A similar thing happens in open source. When open source projects gain traction, creators start receiving support requests. While some people request features, many are seeking for implementation help.
Maintainers can be quickly overwhelmed, not with pull requests but with open tickets by users looking for hand-holding.
At this point, some creators go dark. Other maintainers bring on people just to manage issues. And finally some try doing it all themselves.
I’m torn about this. On one hand you want to work with well supported libraries. But on the other hand, users of those libraries need to RTFM and do actual programming. Some of the examples provided illustrate the fact that many developers aren’t willing to do either.
OSS creators generally aren’t worried about making their code public. With the rise of Github, sharing code publicly is the new normal. Rather, these developers feel anxious about the collaboration expectations placed on them.
Should new features be voted on democratically? Who needs to approve pull requests? What is a reasonable response and fix time for issues?
Many people recommend you make a small pull request to get your feet wet in OSS, but overall these have a negative effect on the community.

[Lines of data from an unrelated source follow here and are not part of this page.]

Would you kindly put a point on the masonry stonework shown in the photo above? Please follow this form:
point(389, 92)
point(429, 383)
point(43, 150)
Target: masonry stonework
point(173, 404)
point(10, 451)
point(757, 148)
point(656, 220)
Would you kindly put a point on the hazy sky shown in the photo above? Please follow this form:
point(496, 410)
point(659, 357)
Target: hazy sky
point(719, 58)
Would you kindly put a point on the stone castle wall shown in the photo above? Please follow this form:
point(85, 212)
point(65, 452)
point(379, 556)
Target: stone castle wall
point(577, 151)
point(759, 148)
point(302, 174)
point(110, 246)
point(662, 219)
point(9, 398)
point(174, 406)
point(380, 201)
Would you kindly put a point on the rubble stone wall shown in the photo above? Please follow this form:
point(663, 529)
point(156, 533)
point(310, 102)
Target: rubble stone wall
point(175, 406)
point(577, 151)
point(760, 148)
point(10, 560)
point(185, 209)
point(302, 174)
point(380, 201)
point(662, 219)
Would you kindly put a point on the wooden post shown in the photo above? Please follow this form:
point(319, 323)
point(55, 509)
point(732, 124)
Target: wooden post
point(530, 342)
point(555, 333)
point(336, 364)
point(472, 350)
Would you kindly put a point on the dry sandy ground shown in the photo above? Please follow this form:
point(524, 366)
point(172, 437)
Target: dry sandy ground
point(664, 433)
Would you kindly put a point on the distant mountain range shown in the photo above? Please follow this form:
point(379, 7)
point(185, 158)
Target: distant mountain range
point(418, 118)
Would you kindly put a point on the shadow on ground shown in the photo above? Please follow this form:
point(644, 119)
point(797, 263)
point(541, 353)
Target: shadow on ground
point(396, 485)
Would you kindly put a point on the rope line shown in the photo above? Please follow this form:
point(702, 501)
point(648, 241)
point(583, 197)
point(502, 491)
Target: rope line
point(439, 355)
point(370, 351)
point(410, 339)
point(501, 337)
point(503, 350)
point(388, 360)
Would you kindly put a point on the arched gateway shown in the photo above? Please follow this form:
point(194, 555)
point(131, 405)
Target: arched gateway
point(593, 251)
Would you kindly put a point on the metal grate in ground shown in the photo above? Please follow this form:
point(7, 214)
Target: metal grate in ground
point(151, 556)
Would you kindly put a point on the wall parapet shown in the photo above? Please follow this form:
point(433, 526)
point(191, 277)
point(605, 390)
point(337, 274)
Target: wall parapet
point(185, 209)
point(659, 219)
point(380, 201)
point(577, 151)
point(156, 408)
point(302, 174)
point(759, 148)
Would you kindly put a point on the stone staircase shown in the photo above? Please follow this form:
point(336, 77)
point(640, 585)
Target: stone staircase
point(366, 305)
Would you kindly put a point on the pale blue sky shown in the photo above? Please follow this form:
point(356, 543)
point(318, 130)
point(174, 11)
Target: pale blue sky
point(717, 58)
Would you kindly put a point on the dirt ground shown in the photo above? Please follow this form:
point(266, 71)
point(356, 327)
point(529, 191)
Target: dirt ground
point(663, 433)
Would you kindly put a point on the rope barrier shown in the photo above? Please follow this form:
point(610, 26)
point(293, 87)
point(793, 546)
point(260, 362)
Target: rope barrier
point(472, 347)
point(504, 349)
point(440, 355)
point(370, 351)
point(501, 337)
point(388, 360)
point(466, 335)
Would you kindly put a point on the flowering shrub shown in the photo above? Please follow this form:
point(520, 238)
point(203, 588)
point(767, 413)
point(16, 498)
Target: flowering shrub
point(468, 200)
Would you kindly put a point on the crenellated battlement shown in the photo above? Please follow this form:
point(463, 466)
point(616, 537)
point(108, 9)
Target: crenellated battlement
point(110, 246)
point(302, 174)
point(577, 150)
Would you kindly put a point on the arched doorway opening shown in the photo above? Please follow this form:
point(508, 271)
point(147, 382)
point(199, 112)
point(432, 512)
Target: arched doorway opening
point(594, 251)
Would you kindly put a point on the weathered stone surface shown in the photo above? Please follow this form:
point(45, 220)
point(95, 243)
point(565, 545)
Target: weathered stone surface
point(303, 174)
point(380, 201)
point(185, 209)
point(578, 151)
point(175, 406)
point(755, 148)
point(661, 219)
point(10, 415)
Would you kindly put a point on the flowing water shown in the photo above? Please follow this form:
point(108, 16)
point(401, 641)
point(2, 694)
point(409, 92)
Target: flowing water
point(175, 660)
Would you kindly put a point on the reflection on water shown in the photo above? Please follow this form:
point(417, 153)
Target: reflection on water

The author uses the example of language translations. On the surface it sounds great – someone volunteering to translate the documentation into their native language that the author doesn’t know.
But who is going to maintain the translated documentation when methods are deprecated, new patterns emerge, and new versions released? In many cases that contributor has disappeared. Knowing this in advance, the maintainer will politely decline the contribution.
Many developers want to contribute to OSS projects, but are afraid of committing a faux pas.
Some projects like Drupal intentionally create this barrier by hosting outside of Github, where the social norms are unknown to outsiders. In turn, Drupal gets fewer shallow commits.
In 85% of the most popular projects on Github have a developer that participates in 80% of the discussions around a commit. Those developers introduce fewer bugs as well.
In other words, while we like to think about a community being behind a project, we should really be thanking the project heroes.
React was created by Facebook and Flutter by Google. Many developers find comfort in thinking that there’s a big company behind the technology they’re using.
But companies have profit motives. If OSS development or the project itself is no longer demonstrating business value, it may be cut and handed over to the community. Extrinsic motivators are fickle.
Similarly, we find comfort in thinking that the company (thousands of engineers!) is behind the project. But we now know that’s demonstrably false – those projects are also run by a very small group of heroes doing the bulk of the work.